According to the auction result report, the Central Bank of Nigeria (CBN) recently concluded a successful auction of Nigerian Treasury Bills (NTBs) on March 27, 2024, which sold a substantial N1.64 trillion.
The allure of higher-stop rates has attracted significant investor attention, indicating confidence in Nigeria’s economic instruments.
During the auction, three categories of NTBs were offered, varying tenors of 91 days, 182 days, and 364 days. The auction, held on March 27, 2024, was followed by the allotment date on March 28, 2024.
91-Day Bills – Moderate Demand with Competitive Stop Rate
The shortest tenor bills, the 91-Day NTBs, witnessed moderate demand, offering an amount of N17.606 billion, with a subscription of N76.812 billion. On June 27, 2024, these bills displayed a cautious investor approach, with bids ranging from 15.0000% to 22.0000%. The stop rate for this category was set at a competitive 16.2400%.
182-Day Bills – Strong Demand Reflects Market Optimism
The 182-day NTBs garnered high demand, offering N1.560 billion and attracting a hefty subscription of N58.184 billion.
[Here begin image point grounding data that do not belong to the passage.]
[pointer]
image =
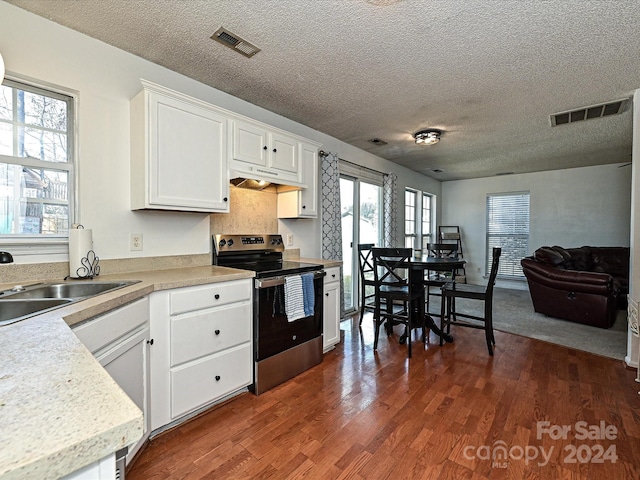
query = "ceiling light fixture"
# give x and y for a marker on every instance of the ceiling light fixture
(427, 137)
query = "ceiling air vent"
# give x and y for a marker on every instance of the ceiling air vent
(233, 41)
(587, 113)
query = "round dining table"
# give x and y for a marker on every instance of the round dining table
(421, 263)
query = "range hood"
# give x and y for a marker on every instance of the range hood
(259, 178)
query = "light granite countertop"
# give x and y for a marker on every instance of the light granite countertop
(324, 263)
(59, 409)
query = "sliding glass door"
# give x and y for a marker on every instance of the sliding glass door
(360, 200)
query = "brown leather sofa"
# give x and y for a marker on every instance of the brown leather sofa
(585, 285)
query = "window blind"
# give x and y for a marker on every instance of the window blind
(508, 227)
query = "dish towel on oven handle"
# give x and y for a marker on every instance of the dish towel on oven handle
(293, 298)
(308, 295)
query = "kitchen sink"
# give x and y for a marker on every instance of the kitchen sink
(15, 310)
(65, 290)
(20, 302)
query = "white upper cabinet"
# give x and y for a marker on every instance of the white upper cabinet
(302, 203)
(261, 152)
(178, 152)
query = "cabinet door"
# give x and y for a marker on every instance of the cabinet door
(250, 143)
(187, 156)
(309, 196)
(284, 153)
(331, 314)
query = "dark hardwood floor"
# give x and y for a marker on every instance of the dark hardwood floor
(450, 412)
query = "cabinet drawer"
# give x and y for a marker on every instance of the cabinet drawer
(101, 331)
(207, 296)
(333, 275)
(210, 378)
(198, 334)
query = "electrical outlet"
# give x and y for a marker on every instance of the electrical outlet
(135, 242)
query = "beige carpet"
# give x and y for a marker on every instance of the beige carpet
(513, 313)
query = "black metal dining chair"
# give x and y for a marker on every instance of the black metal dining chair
(449, 310)
(367, 280)
(435, 278)
(393, 296)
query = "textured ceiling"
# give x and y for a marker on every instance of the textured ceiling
(486, 72)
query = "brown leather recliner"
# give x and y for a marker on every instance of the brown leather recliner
(585, 285)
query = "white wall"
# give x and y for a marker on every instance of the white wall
(570, 208)
(105, 79)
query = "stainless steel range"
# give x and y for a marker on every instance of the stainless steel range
(282, 347)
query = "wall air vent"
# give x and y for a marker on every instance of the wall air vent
(233, 41)
(586, 113)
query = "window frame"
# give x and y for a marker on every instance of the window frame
(510, 257)
(411, 235)
(418, 238)
(47, 244)
(428, 236)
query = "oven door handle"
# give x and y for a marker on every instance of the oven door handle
(279, 280)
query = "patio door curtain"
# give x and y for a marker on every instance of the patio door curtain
(389, 194)
(331, 215)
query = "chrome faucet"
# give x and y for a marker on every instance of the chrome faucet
(6, 257)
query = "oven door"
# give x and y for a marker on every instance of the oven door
(273, 332)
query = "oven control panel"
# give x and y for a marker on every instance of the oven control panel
(245, 243)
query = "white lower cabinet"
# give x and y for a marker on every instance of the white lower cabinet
(119, 340)
(331, 306)
(201, 349)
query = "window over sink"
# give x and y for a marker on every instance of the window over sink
(37, 168)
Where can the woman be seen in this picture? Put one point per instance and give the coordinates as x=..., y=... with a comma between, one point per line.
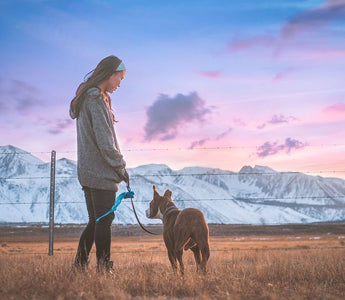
x=101, y=166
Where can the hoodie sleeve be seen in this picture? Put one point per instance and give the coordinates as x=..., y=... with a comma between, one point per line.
x=103, y=130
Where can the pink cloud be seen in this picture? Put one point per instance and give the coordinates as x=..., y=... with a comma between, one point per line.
x=268, y=148
x=210, y=74
x=338, y=108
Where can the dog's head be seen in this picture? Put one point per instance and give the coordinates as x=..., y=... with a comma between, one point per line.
x=158, y=204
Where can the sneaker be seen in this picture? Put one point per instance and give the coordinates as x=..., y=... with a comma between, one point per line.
x=105, y=267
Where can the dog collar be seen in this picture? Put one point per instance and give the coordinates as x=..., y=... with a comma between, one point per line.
x=168, y=210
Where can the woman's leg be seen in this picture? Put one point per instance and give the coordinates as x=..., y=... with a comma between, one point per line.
x=87, y=237
x=102, y=202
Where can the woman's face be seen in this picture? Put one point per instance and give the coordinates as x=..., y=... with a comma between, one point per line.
x=114, y=81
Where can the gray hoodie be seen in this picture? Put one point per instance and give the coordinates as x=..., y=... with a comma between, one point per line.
x=100, y=163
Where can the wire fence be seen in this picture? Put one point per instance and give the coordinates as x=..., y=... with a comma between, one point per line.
x=176, y=174
x=49, y=175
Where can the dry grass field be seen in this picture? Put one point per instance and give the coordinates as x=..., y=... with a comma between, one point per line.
x=247, y=262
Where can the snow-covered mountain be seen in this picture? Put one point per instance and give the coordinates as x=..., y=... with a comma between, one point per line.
x=256, y=195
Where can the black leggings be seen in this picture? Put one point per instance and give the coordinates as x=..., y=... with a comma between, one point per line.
x=98, y=202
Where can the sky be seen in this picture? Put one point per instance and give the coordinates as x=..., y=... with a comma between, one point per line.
x=220, y=84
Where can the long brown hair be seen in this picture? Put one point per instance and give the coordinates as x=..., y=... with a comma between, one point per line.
x=105, y=68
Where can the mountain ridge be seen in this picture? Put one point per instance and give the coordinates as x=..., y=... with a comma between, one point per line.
x=254, y=195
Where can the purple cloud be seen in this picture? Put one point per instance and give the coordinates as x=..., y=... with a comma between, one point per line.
x=238, y=44
x=332, y=10
x=202, y=142
x=167, y=115
x=268, y=148
x=18, y=95
x=59, y=126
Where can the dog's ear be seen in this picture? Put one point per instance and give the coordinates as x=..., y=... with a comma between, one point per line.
x=155, y=192
x=167, y=194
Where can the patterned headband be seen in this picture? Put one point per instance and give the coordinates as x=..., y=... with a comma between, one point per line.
x=121, y=67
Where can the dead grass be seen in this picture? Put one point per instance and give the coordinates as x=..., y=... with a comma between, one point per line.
x=240, y=267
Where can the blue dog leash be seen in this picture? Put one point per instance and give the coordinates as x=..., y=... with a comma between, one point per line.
x=119, y=198
x=125, y=195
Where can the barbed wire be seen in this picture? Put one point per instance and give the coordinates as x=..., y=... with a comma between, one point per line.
x=225, y=173
x=260, y=200
x=307, y=248
x=169, y=149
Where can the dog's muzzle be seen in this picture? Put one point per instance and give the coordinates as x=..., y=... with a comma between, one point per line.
x=157, y=216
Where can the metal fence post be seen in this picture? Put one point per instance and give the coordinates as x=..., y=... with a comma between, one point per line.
x=52, y=200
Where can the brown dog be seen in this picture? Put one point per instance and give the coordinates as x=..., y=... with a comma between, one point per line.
x=182, y=230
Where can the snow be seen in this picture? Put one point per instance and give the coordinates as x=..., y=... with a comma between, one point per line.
x=258, y=195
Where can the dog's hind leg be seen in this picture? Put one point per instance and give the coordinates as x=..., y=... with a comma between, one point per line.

Maturing on September 26, 2024, these medium-term bills exhibited robust market optimism, with bids ranging from 16.0000% to 22.0000%. The final stop rate settled at 17.0000%.
364-Day Bills – Record Subscriptions Demonstrate Investor Confidence
The longest tenor, the 364-Day bills, witnessed a remarkable turnout, offering N142.162 billion and attracting a staggering subscription of N2.483 trillion. These bills, maturing on March 27, 2025, showcased diverse investor expectations, with bids ranging from 16.2390% to 25.4900%. The stop rate for this category was set at 21.5000%.
Key Points to Note
The successful auction and heightened interest in NTBs underscore a strong investor appetite for higher interest rates, contributing to Nigeria’s fiscal stability. The CBN’s strategic decision to tighten monetary policy aims to address macroeconomic concerns and control inflation by making borrowing more expensive. Higher interest rates attract foreign investors seeking better yields, potentially stabilizing the Nigerian Naira and impacting broader economic and financial behaviours. While higher rates may increase government borrowing costs and debt servicing for individuals, they could also encourage savings and fiscal prudence. Overall, the CBN’s policy tightening seeks stability and confidence in Nigeria’s economy amidst potential challenges.